My kids and I trudged to the SUV and got in, I couldn’t look the other mother in the eye. When we got to our street, I said “Thanks so much, you are a life-saver.”

“Why didn’t Lital want to take us home?” my daughter asked after I set down the stuffed animals,  the laptop bag, and the bundle of laundry.

My first reaction? I wanted to tell her straight up that, “Some people suck, and that’s just how it is.” But I went deep–I thought about my daughter’s future, and the ramifications of my words. I thought about the long years she’ll have in school with this other kid–her friend–who may have just been having a bad day. I also thought about the accidents I’ve made with my kids, where I’ve let myself get in the way of showing them how to be a mensch. And  I thought about what my own mother would say when I would come home frustrated and frazzled by a long day being a kid.
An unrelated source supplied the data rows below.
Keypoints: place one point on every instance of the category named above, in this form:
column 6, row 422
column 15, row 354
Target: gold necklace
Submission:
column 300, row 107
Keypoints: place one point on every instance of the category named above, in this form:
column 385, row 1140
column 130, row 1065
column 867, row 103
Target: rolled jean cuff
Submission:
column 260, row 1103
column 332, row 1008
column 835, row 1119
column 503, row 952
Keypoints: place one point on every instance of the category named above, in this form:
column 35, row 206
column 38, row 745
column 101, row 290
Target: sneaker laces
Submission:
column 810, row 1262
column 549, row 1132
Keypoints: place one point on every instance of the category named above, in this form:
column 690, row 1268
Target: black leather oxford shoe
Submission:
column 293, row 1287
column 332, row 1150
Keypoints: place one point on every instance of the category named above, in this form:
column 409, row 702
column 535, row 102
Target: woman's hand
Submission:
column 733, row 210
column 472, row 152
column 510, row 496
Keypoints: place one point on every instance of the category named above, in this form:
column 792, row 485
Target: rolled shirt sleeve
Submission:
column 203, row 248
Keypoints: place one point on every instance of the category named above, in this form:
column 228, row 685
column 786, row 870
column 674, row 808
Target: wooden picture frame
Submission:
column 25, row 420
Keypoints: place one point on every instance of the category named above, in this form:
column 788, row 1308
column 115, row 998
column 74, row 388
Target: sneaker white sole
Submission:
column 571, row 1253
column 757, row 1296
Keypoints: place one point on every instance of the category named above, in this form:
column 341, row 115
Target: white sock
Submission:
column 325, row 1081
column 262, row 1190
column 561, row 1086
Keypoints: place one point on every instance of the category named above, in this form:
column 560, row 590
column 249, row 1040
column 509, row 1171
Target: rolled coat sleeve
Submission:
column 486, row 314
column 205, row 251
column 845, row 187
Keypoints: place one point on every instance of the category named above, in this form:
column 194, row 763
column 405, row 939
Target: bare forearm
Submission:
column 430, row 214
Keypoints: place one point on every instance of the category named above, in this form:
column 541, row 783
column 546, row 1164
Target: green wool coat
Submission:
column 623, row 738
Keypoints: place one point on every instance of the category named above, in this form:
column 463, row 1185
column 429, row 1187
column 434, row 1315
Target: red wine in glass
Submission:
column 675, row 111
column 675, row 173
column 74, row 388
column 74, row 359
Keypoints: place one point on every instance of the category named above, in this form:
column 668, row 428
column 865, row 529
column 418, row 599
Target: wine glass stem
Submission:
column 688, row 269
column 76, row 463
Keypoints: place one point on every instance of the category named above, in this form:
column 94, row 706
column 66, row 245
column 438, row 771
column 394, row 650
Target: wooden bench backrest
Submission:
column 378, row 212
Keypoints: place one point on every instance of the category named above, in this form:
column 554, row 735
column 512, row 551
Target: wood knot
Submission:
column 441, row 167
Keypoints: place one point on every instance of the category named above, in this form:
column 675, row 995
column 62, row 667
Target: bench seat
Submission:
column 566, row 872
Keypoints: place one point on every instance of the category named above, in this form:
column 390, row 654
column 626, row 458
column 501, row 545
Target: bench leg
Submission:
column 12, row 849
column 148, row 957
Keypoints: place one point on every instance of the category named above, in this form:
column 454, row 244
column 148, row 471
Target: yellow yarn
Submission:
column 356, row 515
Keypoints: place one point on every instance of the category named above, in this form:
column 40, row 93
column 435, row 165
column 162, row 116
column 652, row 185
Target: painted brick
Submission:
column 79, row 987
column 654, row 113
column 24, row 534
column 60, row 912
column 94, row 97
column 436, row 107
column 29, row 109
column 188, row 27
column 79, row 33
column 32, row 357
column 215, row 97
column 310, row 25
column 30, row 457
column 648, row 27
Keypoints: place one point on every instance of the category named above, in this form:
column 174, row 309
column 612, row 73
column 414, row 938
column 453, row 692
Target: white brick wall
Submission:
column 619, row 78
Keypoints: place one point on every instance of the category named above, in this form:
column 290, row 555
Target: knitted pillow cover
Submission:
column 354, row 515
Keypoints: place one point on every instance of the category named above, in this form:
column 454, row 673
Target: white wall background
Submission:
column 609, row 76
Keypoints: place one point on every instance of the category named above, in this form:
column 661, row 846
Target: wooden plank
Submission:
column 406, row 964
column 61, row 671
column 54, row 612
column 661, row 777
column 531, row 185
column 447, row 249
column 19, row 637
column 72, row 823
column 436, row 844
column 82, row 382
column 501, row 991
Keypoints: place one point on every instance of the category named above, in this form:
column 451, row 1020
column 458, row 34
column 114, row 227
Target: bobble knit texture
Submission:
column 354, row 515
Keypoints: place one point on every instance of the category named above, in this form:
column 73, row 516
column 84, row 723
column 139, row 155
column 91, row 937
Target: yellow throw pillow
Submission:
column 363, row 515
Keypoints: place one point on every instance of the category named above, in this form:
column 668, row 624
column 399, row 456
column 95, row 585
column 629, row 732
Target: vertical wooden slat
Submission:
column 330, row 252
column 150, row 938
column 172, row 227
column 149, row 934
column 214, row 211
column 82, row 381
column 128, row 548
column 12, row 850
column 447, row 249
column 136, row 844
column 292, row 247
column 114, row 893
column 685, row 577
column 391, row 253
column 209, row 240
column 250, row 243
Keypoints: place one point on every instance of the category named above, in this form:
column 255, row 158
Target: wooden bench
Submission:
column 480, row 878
“Because sometimes people don’t understand what it’s like to need help. But you understand, Sweet Girl, and one day you will be able to help others.”

“But what if I need help?” she asked.

“Help comes to those who ask.”

And understanding this is a key part of being a grownup and being independent–giving back to others when you can, and knowing when you’re tapped out and need a friend.